Per tornare alla nostra penisola, similarmente ricordiamo che il nazionalismo, prima ancora che preludio a politiche di aggressione coloniali e imperialiste ai danni di altri Paesi, è stato plasmato dai Savoia con la guerra al nemico interno: i contadini piemontesi e i montanari valdesi prima, le popolazioni del meridione e del resto della penisola e delle isole poi.

Se rivangassimo gli avvenimenti più taciuti, e quindi più dimenticati, del tanto osannato Stato-Nazione sotto cui viviamo, dagli albori della sua storia fino ai tempi recenti, è tutto un susseguirsi di misfatti che dovrebbero marcare in maniera decisamente altra l’immaginario culturale, l’atteggiamento verso l’autorità e verso un’idea di nazione costruita per gli interessi di chi comanda, fosse la monarchia o più tardi il regime repubblicano. Invece proprio il nazionalismo riesce a essere così coinvolgente e cameratesco da far sentire fratelli i propri oppressori, fin dall’istituzione della leva obbligatoria che mandava al massacro la carne da cannone “tanto per prova” (come disse Crispi per gli Alpini mandati a conquistare l’Etiopia).
Che tristezza allora vedere la simpatia per il corpo militare degli Alpini tanto radicata nei nostri territori quando ha significato una sciagura immane per le generazioni di montanari annullati nel Primo Macello Mondiale, nelle aggressioni belliche ai danni di Russia, Balcani, Grecia, Etiopia, Libia, sulle mappe di quello che un celebre bolscevico definì «l’imperialismo degli straccioni». Imperialismo che si rinnova oggi nelle guerre sfacciatamente soprannominate umanitarie, ma che non possono nascondere con questo nome la rapina delle risorse necessarie ad alimentare il bulimico sistema capitalista e consumista. Sistema a cui il corpo degli Alpini non fa mai mancare i propri servigi.

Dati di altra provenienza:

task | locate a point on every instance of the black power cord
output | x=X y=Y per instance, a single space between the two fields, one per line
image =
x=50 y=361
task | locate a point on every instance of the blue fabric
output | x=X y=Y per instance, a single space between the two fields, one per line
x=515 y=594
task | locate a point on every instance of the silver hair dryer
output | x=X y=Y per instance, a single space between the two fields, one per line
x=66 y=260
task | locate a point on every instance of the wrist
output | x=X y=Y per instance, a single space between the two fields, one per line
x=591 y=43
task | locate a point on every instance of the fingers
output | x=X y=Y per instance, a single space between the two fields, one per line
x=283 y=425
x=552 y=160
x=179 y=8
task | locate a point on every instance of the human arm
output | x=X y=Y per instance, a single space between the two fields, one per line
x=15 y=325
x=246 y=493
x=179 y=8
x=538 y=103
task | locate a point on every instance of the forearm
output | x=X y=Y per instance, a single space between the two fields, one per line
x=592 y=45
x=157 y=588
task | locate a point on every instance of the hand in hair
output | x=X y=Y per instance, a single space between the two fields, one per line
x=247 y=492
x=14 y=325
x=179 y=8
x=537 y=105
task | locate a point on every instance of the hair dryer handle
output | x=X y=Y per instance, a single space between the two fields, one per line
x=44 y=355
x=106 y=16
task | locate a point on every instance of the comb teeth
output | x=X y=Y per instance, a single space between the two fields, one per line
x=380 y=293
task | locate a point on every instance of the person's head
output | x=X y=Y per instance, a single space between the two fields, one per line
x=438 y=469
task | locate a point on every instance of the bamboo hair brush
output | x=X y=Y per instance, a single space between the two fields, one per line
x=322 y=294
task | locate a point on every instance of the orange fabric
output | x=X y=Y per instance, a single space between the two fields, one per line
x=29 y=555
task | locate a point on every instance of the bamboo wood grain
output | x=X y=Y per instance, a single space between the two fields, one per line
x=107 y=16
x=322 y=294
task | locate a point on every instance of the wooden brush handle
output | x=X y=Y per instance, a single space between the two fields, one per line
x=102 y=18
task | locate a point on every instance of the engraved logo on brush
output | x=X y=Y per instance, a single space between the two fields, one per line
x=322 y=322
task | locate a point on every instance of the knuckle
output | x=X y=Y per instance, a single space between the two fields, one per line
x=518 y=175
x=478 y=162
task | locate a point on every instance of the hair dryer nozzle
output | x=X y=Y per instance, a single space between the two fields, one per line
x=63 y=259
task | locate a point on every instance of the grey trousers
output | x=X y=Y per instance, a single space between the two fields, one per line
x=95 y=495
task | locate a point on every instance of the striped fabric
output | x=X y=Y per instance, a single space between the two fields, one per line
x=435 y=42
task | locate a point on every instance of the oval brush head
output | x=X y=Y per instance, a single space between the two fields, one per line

Se la memoria per tali avvenimenti vacilla, figuriamoci per altre meno tragiche vicende. Non ci discostiamo poi di tanto, parlando di Olimpiadi: anche qui la retorica nazionalista, la superiorità dell’atleta o della squadra di questa o quella nazione (dove molti degli atleti sono arruolati in un corpo militare), bandiere e inni sono il fondamento della kermesse. Tale è la potenza di questo spettacolo che nonostante gli scempi, gli sprechi, la militarizzazione, le gravose eredità delle Olimpiadi invernali di Torino 2006, le montagne piemontesi sono nuovamente candidate. Ci toccherà tornare a rivedere tra meno di dieci anni folle esultanti sotto le bandiere dello sponsor di turno?

Di alcune tra le vicende che abbiamo qui elencato troverete più marcate tracce tra le pagine di questo numero della rivista: legna da buttare sul fuoco per cercare di comprendere e quindi intervenire su quanto accadrà nei tempi a venire.